A newsroom isn’t a factory. We can’t fit every story into a uniform box. But if we try to articulate our news values, a potential story should satisfy some of these criteria (the more the better).
Of public interest
Is this something informed citizens have a right to know about? Does it show democracy or the justice system in action? Does this reporting support the wellbeing of New Zealand society?
Interesting to the public
Do people want to know this? News is not the same as gossip, though it shares some qualities.
It’s important to note that being of public interest or interesting to the public are not the same thing. A salacious story of an MP having an affair may be interesting to the public, but arguably it’s only of public interest if it affects the MP’s work, demonstrates hypocrisy, or reveals abuse of power.
Novelty
News should be new.
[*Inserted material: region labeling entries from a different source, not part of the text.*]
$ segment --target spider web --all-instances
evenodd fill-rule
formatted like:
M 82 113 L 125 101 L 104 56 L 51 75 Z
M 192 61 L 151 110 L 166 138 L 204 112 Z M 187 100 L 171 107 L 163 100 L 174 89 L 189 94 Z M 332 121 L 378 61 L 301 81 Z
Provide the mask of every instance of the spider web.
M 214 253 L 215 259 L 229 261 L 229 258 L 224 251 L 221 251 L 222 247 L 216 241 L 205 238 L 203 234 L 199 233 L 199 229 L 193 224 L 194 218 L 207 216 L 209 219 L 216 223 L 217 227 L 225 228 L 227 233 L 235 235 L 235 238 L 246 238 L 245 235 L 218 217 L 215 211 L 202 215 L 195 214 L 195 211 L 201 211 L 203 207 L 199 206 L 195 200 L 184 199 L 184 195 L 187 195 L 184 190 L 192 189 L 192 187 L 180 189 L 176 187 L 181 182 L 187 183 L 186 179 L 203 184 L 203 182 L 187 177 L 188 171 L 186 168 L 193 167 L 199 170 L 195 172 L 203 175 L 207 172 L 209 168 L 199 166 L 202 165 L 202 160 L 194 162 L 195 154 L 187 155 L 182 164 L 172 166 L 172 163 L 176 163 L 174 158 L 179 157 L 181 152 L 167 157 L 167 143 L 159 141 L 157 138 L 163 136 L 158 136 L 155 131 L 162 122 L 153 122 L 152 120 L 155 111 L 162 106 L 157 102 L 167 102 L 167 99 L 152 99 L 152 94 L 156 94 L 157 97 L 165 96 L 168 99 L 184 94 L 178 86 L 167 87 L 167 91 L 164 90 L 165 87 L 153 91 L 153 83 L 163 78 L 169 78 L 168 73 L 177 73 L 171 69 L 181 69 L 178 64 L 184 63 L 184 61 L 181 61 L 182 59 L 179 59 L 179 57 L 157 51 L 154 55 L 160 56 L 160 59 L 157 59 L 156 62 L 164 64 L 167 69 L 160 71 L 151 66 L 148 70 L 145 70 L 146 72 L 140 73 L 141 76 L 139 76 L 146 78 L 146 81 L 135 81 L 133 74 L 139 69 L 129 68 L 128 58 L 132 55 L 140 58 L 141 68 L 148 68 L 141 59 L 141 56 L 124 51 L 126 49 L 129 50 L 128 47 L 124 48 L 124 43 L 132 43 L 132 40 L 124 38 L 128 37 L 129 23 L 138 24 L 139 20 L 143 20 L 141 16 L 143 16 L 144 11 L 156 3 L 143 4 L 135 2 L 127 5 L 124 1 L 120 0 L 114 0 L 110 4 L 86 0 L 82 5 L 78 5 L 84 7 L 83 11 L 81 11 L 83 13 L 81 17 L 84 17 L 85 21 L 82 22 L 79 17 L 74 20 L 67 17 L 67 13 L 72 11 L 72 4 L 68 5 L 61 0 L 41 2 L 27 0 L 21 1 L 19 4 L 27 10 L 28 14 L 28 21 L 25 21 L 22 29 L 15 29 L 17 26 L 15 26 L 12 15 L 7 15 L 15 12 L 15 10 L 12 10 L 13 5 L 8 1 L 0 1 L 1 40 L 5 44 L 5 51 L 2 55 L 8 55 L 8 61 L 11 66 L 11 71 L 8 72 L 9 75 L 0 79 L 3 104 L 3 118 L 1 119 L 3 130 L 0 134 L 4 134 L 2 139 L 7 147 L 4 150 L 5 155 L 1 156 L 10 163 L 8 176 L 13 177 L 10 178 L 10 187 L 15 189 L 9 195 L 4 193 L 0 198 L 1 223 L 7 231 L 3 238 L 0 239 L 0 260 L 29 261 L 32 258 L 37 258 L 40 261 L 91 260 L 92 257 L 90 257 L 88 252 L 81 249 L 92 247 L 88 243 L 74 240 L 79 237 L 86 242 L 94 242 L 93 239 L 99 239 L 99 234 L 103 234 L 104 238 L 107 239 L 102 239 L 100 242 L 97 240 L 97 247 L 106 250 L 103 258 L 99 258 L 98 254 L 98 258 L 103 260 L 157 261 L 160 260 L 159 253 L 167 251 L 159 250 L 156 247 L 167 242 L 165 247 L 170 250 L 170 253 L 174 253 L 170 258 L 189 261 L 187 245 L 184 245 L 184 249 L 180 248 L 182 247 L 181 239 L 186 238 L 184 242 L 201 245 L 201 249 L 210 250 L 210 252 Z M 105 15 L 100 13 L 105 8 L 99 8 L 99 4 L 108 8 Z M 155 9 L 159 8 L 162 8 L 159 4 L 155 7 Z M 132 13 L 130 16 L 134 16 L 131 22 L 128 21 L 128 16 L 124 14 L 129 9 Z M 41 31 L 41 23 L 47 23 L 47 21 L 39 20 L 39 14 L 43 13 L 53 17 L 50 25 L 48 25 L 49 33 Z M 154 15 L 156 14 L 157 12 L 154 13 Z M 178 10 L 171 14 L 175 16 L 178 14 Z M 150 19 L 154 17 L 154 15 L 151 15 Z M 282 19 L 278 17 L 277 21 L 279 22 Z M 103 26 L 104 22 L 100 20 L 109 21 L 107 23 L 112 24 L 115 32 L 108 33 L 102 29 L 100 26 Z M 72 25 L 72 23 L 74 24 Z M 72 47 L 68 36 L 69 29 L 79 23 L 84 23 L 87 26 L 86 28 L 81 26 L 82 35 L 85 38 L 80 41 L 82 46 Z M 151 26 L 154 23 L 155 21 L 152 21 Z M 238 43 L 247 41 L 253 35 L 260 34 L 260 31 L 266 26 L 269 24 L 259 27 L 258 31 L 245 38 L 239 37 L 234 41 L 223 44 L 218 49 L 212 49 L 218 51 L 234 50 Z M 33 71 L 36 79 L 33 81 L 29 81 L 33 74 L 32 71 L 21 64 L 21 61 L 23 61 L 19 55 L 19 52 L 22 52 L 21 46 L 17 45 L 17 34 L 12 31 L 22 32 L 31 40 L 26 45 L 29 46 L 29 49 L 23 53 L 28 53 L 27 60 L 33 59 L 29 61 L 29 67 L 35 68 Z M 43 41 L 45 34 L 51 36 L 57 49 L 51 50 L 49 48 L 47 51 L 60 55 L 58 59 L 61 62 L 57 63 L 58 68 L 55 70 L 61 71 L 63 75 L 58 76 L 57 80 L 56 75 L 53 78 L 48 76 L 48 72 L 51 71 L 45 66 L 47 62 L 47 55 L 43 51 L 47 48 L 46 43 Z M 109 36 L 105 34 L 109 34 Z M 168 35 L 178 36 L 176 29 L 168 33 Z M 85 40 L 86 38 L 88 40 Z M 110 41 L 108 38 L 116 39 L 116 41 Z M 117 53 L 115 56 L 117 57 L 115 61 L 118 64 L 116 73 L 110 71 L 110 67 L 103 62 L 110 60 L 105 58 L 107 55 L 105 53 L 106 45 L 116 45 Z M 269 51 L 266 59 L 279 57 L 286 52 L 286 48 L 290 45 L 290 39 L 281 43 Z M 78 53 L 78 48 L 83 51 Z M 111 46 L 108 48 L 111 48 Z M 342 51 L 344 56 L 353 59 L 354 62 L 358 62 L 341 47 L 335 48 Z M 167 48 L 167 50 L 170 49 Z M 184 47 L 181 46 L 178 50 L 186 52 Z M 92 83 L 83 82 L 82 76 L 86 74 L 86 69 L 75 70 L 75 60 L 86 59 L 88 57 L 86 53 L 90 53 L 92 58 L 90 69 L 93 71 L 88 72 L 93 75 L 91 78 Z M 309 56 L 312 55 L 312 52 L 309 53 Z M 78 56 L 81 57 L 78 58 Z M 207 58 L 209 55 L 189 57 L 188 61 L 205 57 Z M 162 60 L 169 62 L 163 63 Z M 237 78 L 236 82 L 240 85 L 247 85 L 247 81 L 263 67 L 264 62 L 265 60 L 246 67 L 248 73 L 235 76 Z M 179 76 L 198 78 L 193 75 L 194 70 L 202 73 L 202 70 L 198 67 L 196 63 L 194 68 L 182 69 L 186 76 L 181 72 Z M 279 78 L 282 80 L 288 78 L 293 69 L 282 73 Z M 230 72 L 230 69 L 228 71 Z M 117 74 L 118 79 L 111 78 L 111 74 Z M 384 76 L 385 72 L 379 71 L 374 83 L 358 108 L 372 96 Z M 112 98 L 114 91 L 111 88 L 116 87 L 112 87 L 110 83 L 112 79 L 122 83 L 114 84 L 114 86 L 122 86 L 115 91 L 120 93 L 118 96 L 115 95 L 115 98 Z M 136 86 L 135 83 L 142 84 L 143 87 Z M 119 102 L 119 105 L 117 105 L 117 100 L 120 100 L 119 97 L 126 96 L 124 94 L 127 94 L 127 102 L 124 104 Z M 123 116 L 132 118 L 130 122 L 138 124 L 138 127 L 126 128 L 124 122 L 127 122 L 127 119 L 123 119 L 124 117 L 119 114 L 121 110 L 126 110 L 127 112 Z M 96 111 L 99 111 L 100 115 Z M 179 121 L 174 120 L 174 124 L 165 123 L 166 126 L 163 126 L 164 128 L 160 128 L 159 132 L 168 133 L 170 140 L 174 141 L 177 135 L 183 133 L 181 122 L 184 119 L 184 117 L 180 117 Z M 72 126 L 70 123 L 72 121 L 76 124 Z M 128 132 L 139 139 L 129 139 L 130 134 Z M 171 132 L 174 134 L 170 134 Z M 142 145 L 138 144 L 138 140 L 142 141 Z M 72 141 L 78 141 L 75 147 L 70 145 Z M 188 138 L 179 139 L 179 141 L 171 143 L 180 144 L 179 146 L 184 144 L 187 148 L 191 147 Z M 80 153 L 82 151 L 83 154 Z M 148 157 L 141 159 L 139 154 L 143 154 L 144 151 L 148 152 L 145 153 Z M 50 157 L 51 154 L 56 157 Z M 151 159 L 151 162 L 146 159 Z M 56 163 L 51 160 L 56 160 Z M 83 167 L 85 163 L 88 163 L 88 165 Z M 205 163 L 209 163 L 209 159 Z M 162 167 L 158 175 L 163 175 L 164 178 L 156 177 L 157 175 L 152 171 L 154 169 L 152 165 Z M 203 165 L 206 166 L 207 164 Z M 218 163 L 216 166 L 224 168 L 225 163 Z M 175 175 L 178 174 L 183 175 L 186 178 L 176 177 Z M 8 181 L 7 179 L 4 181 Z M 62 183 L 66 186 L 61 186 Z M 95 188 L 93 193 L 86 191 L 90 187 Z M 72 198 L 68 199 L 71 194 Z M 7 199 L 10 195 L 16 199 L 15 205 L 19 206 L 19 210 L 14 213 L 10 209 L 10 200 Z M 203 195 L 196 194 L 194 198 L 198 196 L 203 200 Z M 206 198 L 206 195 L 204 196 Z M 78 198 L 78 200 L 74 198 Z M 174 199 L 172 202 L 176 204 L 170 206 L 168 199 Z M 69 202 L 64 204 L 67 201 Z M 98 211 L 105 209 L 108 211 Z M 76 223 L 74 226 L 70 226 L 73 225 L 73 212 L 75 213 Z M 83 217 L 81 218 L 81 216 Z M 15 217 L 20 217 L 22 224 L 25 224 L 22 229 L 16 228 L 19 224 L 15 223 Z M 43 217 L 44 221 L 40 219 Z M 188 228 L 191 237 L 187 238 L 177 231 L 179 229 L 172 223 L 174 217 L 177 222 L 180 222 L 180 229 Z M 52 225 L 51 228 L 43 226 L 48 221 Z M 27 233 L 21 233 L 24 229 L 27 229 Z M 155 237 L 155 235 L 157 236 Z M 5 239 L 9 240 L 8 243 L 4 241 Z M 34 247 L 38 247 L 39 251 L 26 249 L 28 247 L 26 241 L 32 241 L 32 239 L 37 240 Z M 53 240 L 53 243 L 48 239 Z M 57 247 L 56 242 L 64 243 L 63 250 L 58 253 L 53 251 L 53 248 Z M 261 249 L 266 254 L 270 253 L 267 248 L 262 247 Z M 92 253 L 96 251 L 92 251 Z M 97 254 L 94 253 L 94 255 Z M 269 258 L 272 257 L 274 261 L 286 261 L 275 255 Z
The first person to unicycle the length of the country to raise money for charity? That’s news. The fifteenth? That’s a lovely, altruistic thing to do, but it’s not news.
Related to this, news should be timely. With any given story, there has to be a reason we’re telling you this now.
Impact
Does it affect a lot of people? For instance, an earthquake or extreme weather event, a change to how schools are run, or a cyber-attack at a hospital. Or does it affect a small number of people intensely? Is it a human interest story that will touch readers emotionally, or could it spark them intellectually?
Immediacy
Breaking news is our bread and butter. If police sirens are wailing, our audience expects us to react. Something happening right now will vault up the coverage priorities.
Good news
Constructive stories that show solutions, celebrate success or warm your heart should be part of a balanced news diet (provided we’re not just succumbing to PR puff).
Education
News isn’t just about the events of today. It should help people better understand the world around them – its history and its future. Done well, news will illuminate the big picture about social trends, changes to the way we live, and contentious topics.
Relevance
Does it reflect our audience’s interests, and their everyday concerns?
We reflect what people are talking about and the issues our communities care about. So when we cover Clarke Gayford’s epic birthday cake for Neve, it’s not because we’re shills for the prime minister - it’s because people (parents especially) are interested in birthday cakes, and this one was a talking point.
Public figures
Well-known people, organisations or locations are inherently newsworthy.
Proximity
As a New Zealand media outlet, we focus our own reporting resources primarily on news in Aotearoa New Zealand or involving or affecting Kiwis. We carry international news from partners such as Associated Press, the Washington Post and the Sydney Morning Herald, but what makes the news in the UK, India or South Africa won’t necessarily be news for us.
The sight of it
TV networks can only tell a story if they have visuals. As a multimedia platform, Stuff’s more flexible than that. But sometimes something becomes a story – or earns a place on the homepage – through the sheer power of its photo or video, whether that’s a superb shot of a super blood moon or grainy CCTV footage.
Cracking yarn
Affectionate newsroom jargon for a great story, a “cracking yarn” has an X-factor – you hear it and you’re compelled to tell others. Martin van Beynen’s recent story on the Christchurch woman who had a tiddlywink stuck up her nose for 37 years was a classic example of a cracking yarn.
It’s weird
We have a soft spot for the bizarre, the odd, the unusual. Often these tales will involve animals.
All the news fit to print?
The last point to make is that newsrooms aren’t all-knowing. We can’t and don’t cover everything. But sometimes, if we don’t cover a story, it’s for the mundane reason that we weren’t aware of it, or the equally mundane reason that we didn’t have someone available to do it.